Historically, organic chemists have faced significant obstacles when needing to connect two carbon atoms together through a new carbon-carbon bond. They knew how to introduce carbon-heteroatom bonds (where a heteroatom is any atom other than carbon, typically oxygen, nitrogen, sulfur, and the halogens), but carbon-carbon bonds, though very stable once formed, were problematic to create. Early efforts generally involved creating strong carbon nucleophiles (molecules in which a carbon atom would readily bond with a positive or partially-positive carbon atom, which were readily available), such as acetylide anions, organolithium reagents, and Grignard reagents (note 3). Figure 3 illustrates examples of each of these nucleophiles, and a typical reaction they would undergo.

While useful, the conditions needed to form these reagents are often harsh and can inadvertantly damage other parts of a complex molecule by inducing side-reactions. Furthermore, the utility of the resultant carbon nucleophiles is limited by the availability of partner electrophiles (the positive or partially-positive carbon atom that is attacked). In recent decades a variety of useful coupling reactions that do not require formation of strong nucleophiles have been developed, often exploiting the accessibility of stable organoboron compounds (note 4) and the ease of preparing excellent leaving groups such as triflates (trifluoromethanesulfonate esters) and iodides.
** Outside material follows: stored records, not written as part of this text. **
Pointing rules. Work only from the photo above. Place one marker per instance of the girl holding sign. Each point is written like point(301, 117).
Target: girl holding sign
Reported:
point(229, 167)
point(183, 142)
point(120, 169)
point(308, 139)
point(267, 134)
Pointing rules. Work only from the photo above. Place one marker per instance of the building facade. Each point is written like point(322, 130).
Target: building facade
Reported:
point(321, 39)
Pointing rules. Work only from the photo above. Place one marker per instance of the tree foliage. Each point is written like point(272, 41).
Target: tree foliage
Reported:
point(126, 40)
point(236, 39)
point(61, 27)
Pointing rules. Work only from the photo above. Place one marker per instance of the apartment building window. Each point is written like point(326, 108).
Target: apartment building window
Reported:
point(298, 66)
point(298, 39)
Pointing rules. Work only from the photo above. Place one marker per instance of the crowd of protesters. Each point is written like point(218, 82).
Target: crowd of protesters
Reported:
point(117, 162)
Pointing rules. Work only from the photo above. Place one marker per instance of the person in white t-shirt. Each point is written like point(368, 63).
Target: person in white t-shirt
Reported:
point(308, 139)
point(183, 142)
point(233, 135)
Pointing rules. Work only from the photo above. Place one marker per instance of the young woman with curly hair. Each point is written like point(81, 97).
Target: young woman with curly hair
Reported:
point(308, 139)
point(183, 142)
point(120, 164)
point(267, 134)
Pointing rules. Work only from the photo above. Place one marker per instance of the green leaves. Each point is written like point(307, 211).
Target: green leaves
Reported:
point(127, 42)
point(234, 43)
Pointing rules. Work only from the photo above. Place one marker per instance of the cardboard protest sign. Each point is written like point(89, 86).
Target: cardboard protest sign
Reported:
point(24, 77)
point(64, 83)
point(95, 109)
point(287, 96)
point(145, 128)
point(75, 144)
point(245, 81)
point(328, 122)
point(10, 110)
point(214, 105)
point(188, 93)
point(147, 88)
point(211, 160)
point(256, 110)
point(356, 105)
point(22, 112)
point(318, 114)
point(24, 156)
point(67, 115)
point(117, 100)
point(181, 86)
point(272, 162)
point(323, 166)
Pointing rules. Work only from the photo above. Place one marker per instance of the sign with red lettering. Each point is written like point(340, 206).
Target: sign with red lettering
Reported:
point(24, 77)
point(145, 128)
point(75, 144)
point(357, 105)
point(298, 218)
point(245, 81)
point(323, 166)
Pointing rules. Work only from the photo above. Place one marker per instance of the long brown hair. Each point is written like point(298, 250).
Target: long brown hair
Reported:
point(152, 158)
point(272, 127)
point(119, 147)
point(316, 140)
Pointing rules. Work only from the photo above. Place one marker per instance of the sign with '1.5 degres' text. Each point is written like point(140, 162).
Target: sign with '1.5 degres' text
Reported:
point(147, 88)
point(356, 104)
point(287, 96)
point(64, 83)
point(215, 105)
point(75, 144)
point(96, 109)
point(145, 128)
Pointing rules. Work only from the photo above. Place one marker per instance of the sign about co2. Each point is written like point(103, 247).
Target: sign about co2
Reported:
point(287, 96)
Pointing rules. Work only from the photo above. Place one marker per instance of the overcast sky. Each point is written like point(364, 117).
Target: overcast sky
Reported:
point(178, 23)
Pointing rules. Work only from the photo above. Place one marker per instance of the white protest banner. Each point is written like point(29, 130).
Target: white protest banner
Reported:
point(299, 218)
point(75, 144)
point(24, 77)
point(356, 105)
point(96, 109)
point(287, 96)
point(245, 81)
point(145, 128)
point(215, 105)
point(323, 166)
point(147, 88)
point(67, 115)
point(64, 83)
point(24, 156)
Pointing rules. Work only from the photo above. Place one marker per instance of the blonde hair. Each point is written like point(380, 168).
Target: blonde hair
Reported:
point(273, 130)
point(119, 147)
A sizable number of coupling reactions have been developed, and a great many of these employ palladium in a catalytic role. Such reactions include the Suzuki coupling (Figure 4a, coupling of boronic acids or boronate esters and aryl halides/triflates), the Heck reaction (Figure 4b, coupling of aryl or vinyl halides/triflates with α,β-unsaturated carbonyl compounds), and the Sonogashira coupling (Figure 4c, coupling of terminal alkynes with aryl or vinyl halides/triflates).

In the various reactions discussed the palladium does indeed play a redox role. In general, a cyclic reaction mechanism occurs, in which one of the reactants oxidatively adds to the palladium. Transmetalation or some other type of rearrangement occurs, and the palladium is reductively eliminated to give the final product. The details are outside the scope of this article, but the important point is that the special redox properties of palladium make it a viable catalyst in these reactions.

Thanks to catalytic palladium the near-ancient problem of carbon-carbon bond formation is now an essentially solved problem.